Now look how long since I’ve written here. Not from the lack of trying of course. There have been several drafts of half-written posts that lie in a folder collecting plenty of dust. One cobweb here, another over there. Whoops! I think I see Charlotte lurking at the sides. Hello there Charlotte! How’s Wilbur?
Sigh. I guess I am, or rather was, suffering from a severe case of writer’s block. And it worsens with each day I don’t write. So today I decide to plunge into writing again. Something longer than my usual one-liner tweets. Maybe a few lines. Oh heck, let’s get wild and write some paragraphs!
And so what’s been buzzing on my mind of late? Correction tape.
You see, sometime last week, I had to confiscate a whole bunch of correction tapes from my primary 6 students. It is banned in the PSLE and I was trying to train them not to use correction liquid or tape in their daily work. And my goodness, what a handful I got just from a class of five! Some had two in their pencil cases, a kid had three bulky ones. And all of them were very very reluctant to give these little contraptions up.
“Cher, will I get it back?”
“No, I don’t have. Really cher! Okay okay…here!”
“OMG but Queen Naweera, whhyyyy?”
It’s cute. It’s pretty funny too. But it also got me thinking about the over-reliance to the correction tape. I mean, I definitely do see the appeal. Who wouldn’t want to be able to write freely, and have the option to blank it out when we make a mistake instantly? Easy peasy.
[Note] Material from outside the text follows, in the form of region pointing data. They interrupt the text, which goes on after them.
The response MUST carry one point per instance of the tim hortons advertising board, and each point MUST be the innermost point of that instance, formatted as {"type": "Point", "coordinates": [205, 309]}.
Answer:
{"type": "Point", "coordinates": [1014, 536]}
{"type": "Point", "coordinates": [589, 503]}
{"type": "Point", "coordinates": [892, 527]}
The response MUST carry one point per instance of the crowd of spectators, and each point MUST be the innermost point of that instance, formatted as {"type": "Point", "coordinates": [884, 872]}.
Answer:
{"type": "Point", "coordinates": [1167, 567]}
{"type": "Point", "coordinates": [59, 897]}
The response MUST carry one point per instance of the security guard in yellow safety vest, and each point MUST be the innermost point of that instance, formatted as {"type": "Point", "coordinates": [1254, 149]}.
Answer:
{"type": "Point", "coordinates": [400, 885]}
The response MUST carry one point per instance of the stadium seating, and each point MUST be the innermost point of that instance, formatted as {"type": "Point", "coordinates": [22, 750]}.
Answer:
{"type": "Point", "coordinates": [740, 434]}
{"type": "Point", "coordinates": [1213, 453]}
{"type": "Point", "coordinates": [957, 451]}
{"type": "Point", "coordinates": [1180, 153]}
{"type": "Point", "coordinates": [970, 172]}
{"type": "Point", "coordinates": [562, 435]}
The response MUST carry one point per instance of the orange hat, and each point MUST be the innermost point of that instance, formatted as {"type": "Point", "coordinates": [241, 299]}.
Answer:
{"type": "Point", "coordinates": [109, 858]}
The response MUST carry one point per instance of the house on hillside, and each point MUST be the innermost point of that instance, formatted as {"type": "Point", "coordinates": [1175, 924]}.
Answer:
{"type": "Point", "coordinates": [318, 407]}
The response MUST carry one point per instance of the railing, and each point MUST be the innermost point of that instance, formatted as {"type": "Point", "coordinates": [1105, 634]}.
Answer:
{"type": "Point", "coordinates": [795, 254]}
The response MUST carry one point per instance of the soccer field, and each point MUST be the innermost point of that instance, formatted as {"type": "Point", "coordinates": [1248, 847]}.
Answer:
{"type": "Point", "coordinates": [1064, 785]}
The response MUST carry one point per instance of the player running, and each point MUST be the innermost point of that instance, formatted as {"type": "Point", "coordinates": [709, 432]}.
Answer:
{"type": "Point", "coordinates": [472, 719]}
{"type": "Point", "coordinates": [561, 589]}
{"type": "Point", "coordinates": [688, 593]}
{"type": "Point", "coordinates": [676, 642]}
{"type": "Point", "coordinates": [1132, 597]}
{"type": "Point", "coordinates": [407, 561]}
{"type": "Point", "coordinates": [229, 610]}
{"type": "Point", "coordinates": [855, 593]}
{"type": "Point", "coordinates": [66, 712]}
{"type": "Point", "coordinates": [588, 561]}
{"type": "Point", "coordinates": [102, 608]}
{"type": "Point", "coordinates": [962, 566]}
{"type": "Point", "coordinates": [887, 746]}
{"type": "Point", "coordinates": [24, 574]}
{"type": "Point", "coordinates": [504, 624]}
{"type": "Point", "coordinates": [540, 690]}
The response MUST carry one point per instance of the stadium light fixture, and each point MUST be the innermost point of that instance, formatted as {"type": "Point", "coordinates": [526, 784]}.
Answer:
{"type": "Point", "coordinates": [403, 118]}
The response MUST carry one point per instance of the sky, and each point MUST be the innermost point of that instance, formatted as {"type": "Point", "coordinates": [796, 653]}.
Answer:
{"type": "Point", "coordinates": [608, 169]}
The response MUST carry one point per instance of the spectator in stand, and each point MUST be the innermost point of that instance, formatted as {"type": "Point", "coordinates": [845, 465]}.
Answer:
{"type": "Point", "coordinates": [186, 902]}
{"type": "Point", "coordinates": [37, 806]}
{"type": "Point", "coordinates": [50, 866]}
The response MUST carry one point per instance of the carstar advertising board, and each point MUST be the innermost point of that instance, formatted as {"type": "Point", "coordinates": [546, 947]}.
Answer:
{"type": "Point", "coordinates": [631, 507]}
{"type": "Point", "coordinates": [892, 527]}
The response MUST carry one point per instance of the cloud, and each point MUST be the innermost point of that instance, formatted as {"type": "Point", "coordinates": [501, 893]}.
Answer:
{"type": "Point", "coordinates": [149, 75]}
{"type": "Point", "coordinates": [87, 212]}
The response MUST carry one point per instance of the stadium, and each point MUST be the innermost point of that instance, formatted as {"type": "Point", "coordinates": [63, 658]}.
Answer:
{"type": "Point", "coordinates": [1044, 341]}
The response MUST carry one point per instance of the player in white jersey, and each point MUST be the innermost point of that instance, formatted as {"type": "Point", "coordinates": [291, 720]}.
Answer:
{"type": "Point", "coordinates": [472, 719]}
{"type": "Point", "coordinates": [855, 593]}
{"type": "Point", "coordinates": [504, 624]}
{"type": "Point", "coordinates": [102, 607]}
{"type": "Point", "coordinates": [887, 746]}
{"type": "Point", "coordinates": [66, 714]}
Misspell a word, no worries! Correction tape to the rescue!
Wrong sentence structure? Hah! Mr Super Wonderful Tape will fix that!
*krrrrkkk krrrrrkkk kkkkrrrrrrkkkkkkkkk*
And soon enough I see a long white strip, like a rolled-out red carpet, ready for new words to traverse its silky surface.
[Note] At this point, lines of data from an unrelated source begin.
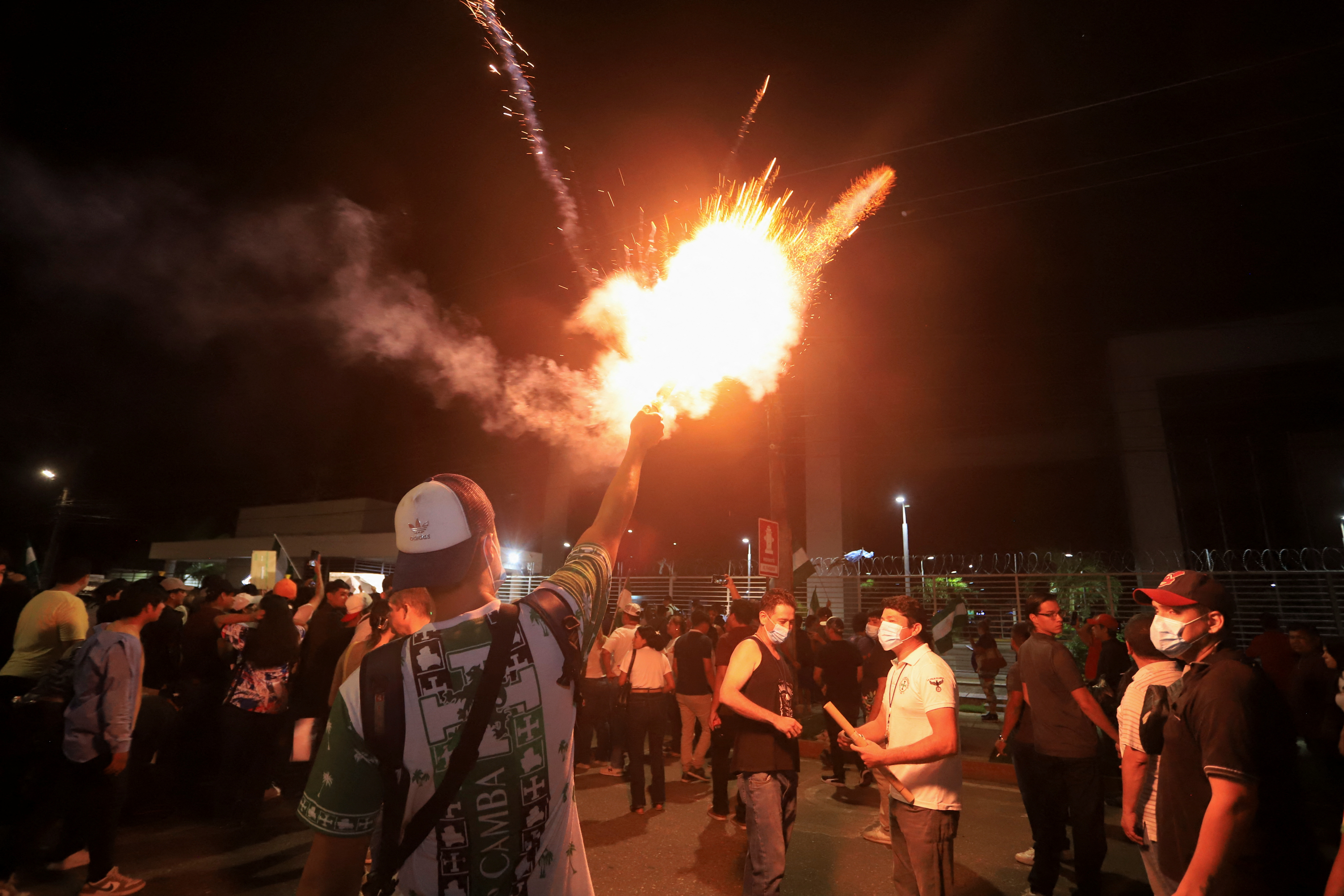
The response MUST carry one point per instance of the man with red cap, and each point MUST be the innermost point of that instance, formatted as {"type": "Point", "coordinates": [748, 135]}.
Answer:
{"type": "Point", "coordinates": [1226, 792]}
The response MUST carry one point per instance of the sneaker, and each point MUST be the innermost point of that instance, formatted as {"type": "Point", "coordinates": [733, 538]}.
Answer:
{"type": "Point", "coordinates": [113, 883]}
{"type": "Point", "coordinates": [73, 860]}
{"type": "Point", "coordinates": [11, 888]}
{"type": "Point", "coordinates": [877, 833]}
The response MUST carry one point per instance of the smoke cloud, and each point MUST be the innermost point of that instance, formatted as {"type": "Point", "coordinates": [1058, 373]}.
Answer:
{"type": "Point", "coordinates": [156, 246]}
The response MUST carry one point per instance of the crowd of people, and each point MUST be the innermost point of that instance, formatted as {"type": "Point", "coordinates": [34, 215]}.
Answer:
{"type": "Point", "coordinates": [441, 730]}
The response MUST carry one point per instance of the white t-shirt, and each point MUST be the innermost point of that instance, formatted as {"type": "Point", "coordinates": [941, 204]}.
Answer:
{"type": "Point", "coordinates": [619, 644]}
{"type": "Point", "coordinates": [650, 668]}
{"type": "Point", "coordinates": [514, 827]}
{"type": "Point", "coordinates": [1128, 718]}
{"type": "Point", "coordinates": [921, 683]}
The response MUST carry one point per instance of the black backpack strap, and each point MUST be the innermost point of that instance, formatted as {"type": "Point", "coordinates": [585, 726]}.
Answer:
{"type": "Point", "coordinates": [382, 710]}
{"type": "Point", "coordinates": [393, 855]}
{"type": "Point", "coordinates": [565, 628]}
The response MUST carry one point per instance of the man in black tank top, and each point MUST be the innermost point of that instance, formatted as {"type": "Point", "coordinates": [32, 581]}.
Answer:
{"type": "Point", "coordinates": [760, 687]}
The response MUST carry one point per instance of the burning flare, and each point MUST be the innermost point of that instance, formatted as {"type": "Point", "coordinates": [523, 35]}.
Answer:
{"type": "Point", "coordinates": [725, 304]}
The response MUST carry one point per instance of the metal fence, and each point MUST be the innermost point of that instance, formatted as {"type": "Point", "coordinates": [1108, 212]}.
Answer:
{"type": "Point", "coordinates": [1293, 596]}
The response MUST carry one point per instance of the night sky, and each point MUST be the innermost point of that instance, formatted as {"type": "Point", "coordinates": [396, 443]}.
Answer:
{"type": "Point", "coordinates": [171, 386]}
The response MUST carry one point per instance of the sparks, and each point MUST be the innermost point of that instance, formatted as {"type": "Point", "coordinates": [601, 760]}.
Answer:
{"type": "Point", "coordinates": [726, 304]}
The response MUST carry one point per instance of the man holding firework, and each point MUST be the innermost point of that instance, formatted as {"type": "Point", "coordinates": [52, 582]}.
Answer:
{"type": "Point", "coordinates": [499, 815]}
{"type": "Point", "coordinates": [919, 723]}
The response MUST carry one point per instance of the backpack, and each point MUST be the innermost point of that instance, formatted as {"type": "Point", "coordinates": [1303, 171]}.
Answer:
{"type": "Point", "coordinates": [384, 715]}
I grew up in a time when correction liquid and tape were pretty much inexistent, if not, banned. And so I never got used to it. I was clumsy with the correction tape. It kept flaking off or run off course. Probably cos I was a lefty and there aren’t many things that are designed for our advantage (damn you iphone 4!). Anyway, I abandoned the idea of ever using it in my writing. It was much too troublesome.
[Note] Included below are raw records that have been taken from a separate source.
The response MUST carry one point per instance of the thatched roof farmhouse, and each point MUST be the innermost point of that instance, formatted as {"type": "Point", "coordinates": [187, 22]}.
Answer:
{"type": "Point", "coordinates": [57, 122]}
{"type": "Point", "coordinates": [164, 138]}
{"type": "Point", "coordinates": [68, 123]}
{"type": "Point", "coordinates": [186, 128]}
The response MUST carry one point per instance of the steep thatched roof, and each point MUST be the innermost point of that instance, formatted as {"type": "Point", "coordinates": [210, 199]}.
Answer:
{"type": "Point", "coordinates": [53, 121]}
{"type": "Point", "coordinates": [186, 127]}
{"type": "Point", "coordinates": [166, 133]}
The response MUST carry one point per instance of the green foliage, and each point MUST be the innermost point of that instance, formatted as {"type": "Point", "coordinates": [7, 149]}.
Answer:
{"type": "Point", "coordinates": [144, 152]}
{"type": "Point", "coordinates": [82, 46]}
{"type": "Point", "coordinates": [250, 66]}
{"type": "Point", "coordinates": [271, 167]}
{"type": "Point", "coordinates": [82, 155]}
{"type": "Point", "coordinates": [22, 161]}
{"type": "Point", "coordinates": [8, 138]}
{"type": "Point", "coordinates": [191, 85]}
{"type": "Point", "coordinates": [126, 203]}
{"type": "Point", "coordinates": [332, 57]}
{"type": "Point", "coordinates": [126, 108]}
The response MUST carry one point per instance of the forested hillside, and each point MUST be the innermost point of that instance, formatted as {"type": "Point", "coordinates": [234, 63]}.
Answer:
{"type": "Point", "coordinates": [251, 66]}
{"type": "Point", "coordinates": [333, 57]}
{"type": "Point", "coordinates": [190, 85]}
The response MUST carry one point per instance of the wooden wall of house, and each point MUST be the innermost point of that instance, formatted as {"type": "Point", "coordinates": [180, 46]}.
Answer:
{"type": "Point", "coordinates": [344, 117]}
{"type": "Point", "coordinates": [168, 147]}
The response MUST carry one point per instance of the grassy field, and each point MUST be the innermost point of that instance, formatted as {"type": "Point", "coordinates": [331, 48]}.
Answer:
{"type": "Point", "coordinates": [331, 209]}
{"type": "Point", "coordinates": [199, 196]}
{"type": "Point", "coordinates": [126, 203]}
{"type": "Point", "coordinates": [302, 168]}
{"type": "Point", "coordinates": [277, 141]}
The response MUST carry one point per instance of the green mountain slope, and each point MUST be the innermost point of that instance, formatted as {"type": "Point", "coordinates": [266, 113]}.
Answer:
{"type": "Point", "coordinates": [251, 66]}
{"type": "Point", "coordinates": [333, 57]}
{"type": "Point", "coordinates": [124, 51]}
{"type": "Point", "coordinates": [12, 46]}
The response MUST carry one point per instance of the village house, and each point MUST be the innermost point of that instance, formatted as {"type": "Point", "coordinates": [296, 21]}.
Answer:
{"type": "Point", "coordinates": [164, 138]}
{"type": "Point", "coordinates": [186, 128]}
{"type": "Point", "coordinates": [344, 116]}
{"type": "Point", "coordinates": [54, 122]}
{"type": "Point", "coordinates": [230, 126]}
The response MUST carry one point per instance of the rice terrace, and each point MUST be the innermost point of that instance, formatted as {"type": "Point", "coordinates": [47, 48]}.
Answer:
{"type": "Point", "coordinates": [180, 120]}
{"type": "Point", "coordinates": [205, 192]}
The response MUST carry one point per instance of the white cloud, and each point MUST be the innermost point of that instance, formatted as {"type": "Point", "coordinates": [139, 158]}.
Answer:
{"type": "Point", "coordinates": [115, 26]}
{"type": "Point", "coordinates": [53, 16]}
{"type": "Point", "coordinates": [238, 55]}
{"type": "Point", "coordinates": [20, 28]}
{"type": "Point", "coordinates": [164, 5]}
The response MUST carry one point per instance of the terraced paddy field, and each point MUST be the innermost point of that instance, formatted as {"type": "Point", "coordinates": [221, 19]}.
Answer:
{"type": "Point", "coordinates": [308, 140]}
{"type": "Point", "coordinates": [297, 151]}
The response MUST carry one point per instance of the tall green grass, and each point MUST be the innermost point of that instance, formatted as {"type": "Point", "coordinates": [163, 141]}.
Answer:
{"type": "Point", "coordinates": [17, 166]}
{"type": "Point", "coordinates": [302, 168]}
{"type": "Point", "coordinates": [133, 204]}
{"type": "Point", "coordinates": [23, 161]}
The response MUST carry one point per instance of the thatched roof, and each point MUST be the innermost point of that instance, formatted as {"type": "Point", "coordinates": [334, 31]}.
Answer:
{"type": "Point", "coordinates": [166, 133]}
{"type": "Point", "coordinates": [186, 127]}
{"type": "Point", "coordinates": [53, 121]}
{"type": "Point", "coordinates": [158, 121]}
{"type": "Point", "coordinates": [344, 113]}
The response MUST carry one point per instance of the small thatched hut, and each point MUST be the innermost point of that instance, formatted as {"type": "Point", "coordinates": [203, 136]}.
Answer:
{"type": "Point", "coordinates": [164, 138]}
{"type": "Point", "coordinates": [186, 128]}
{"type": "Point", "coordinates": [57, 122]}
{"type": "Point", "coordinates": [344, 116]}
And that did me a lot of good. Because I couldn’t freely blank out my mistakes, I had to make sure I didn’t make too many mistakes. I thought before I wrote. I visualised what I was going to write, how it’s going to sound like, what the spelling was like, before I dared to put that pen on the paper. I learnt to continually read back what I had written before continuing with my prose. If I made a mistake, I would cross it out neatly, and write the ammendment either next to it or above it. As a result of this training, I made minimal mistakes in my writing. I learnt to write quickly and accurately.
That was how my friends and I rolled. We survived.
I remember back in TKGS, our literature teacher Mr Connor had invited Philip Jeyaratnam to talk about Abraham’s Promise, a book we studied for our O Levels. It was a good session, and at the end of it when he left, Mr Connor distinctly pointed out to us how Philip had always taken time to think before giving a response to our questions. He then advised us to learn from Philip, to always think before we speak, and not shoot our mouths off like the teenage idiots we were then. It was a mark of a mature and responsible adult, and so he appealed for us to aspire to that level of maturity.
Pretty good advice if you ask me.
Amazing what we can learn from correction tape eh?